At the same time, marketing might be planning a big advertising push while, HR is tasked with reducing headcount.

As a result, individual plans tend not to be viewed as a whole, and the interrelations between them often go unexamined.

The result is the left hand can have little idea of what the right is actually doing.

In many cases, Finance requires plans and forecasts that are more aggregated than what the business needs or the Finance teams are not resourced sufficiently to manage the detail.

They feel frustrated by process and system shortcomings that mean they spend an inordinate amount of time managing data and don't have nearly enough time to support business decision making.

The role of Integrated Business Planning

Experience shows that better outcomes can be achieved by organisations who adopt a strategy of integrated business planning.

We believe Finance, in many cases, best-placed to lead the implementation of Integrated Business Planning.

Integrated Business Planning (IBP) is a strategy that spans an entire organisation.

It ensures that plans being made in the sales department are aligned with those in areas such as procurement, manufacturing and supply chains.

IBP is not software or something you can buy off the shelf.

It's a process, led by senior management, that evaluates and revises demand, supply and product management, strategic projects, and the resulting financial plans.

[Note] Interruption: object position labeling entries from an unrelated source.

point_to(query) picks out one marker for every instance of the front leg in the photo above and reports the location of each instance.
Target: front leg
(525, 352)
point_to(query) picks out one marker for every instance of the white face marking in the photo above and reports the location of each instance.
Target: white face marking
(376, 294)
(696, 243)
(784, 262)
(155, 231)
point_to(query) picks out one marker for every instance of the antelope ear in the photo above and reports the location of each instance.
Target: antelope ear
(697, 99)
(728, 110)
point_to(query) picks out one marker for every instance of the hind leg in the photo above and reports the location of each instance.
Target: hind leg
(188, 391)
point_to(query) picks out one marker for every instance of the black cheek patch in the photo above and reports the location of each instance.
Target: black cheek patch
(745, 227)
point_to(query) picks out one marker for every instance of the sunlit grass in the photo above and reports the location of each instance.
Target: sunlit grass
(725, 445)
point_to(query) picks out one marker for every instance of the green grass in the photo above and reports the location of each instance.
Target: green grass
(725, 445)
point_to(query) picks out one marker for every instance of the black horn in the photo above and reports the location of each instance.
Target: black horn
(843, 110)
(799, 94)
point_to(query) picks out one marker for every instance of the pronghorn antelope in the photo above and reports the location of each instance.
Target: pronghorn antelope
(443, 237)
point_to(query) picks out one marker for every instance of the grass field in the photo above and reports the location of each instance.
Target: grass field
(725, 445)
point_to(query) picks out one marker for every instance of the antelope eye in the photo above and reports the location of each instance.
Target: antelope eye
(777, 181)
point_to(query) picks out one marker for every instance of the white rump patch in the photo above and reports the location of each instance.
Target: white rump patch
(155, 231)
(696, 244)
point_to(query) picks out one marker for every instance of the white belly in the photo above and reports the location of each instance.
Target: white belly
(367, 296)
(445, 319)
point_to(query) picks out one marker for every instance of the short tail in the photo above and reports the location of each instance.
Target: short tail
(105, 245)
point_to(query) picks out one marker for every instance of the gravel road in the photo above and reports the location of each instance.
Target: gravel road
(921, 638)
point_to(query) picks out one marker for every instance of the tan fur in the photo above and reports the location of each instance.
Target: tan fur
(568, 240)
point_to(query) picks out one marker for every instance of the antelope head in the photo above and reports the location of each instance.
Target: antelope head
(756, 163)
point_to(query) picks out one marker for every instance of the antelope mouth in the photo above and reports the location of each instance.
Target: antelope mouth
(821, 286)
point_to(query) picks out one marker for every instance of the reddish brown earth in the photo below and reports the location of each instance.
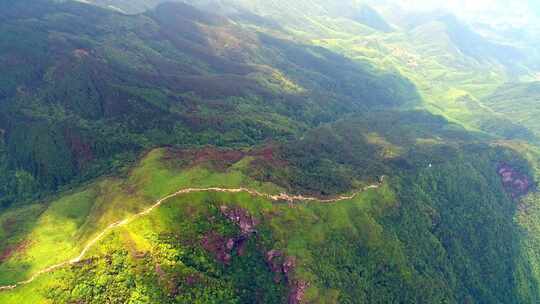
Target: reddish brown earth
(515, 183)
(223, 158)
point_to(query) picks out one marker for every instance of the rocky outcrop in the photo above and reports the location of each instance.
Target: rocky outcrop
(298, 292)
(222, 247)
(241, 218)
(515, 183)
(219, 246)
(283, 267)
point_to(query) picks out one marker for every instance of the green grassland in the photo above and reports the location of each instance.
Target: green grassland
(447, 233)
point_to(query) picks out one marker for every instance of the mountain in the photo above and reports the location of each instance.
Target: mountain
(518, 102)
(240, 151)
(107, 76)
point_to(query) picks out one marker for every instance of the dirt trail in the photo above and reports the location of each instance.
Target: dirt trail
(277, 197)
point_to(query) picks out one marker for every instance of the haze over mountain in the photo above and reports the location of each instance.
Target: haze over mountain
(254, 151)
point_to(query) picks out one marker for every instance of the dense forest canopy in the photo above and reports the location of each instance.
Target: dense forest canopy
(250, 151)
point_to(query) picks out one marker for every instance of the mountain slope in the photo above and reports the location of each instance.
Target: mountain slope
(260, 152)
(113, 85)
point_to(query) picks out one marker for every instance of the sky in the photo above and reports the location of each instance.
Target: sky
(510, 12)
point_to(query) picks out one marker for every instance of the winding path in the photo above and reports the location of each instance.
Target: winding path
(278, 197)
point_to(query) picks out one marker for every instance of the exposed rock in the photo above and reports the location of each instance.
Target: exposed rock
(298, 291)
(285, 267)
(219, 246)
(241, 218)
(515, 183)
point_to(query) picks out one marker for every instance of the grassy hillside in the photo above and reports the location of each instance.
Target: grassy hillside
(104, 116)
(442, 228)
(97, 87)
(518, 102)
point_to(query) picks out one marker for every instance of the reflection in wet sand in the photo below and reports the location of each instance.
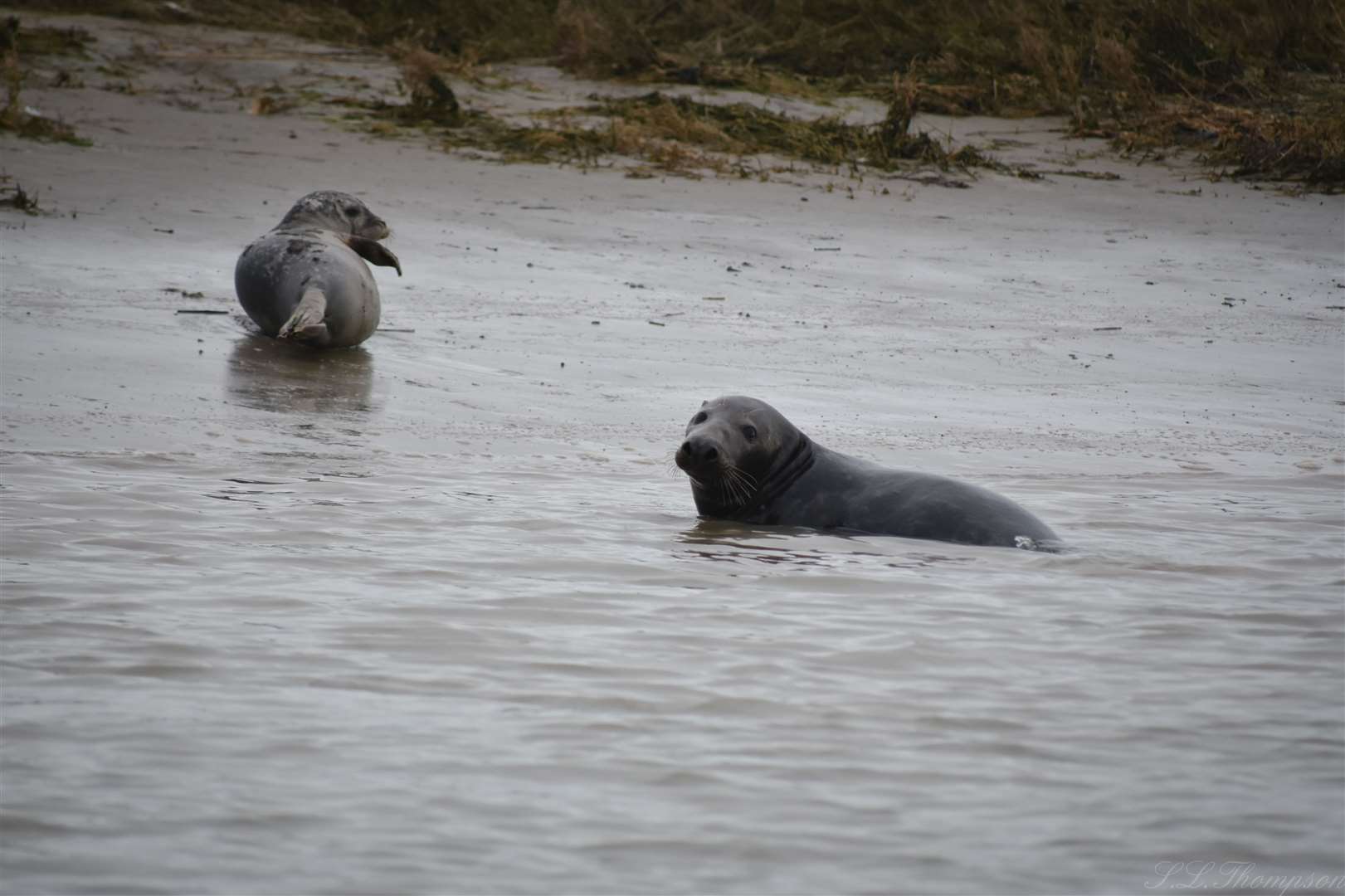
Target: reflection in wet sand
(276, 376)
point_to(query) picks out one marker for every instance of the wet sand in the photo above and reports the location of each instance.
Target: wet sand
(436, 612)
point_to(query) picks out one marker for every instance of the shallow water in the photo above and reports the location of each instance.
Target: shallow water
(436, 614)
(358, 668)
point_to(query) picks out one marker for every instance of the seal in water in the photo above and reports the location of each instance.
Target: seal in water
(751, 465)
(305, 281)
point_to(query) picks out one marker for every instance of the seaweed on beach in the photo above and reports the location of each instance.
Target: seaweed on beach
(1256, 88)
(17, 116)
(671, 134)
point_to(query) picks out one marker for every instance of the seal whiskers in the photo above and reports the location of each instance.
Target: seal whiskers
(748, 463)
(307, 279)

Typically, it's undertaken each month and has a rolling 24-month horizon.

At its essence, IBP constantly realigns the tactical and operational plans within a business, so they continue to support its goals.

It also involves allocating the resources needed to achieve these goals.

The role of the Finance department in IBP

Rather than sitting at the periphery, the Finance team needs to have a central role if an IBP strategy is to be successful.

It has three key roles to perform:

  1. Collaborator: The team should collaborate with business partners and process facilitators to ensure that the thinking and assumptions supporting operational plans exist and that these plans are then translated into financial terms.
     
  2. Enabler: In this role, the Finance team ensures that all financial implications of alternative courses of action are explored and understood and are built into the recommendations that lead to decisions being made.
     
  3. Custodian: As a custodian, the Finance team safeguards the integrity of the financial projections. This ensures that forecasts are credible, drivers are properly documented and business cases are robust. The team should also make sure that performance measures are accurately reported and any gaps to commitments are made visible and understood.

By effectively undertaking each of these roles, the Finance team can ensure that the group-wide plans, budgets and forecasts are aligned to those of the business departments.

This means that they can easily explain and support key financial outcomes with business detail, accountability is increased because we're working on one set of data, the business is more satisfied with the budget process and the quality of data and efficiency is increased because we are not duplicating planning activities.

A role as strategic advisors

In recent years, many large organisations have begun a transformation of their Finance function. This has predominantly been motivated by a desire to improve efficiency and reduce the cost of the function as a proportion of overall revenue.

Unfortunately, much of this transformation has focused on internal Finance function processes and support systems because their impact on cost is easy to measure.

At the same time, the planning, business partnering, and decision support functions are undertaken by the Finance team, in support of the broader business have attracted less attention.

By embracing IBP, Finance can pursue its key objectives.

Finance business partnering, common data, turning data into information and insights through the provision of descriptive and predictive analytics, digital transformation and other key Finance initiatives are directly or indirectly impacted by the adoption of IBP.

The leadership that Finance demonstrates through this process will help CFOs and their teams to retain (or attain) the credibility they seek throughout the business.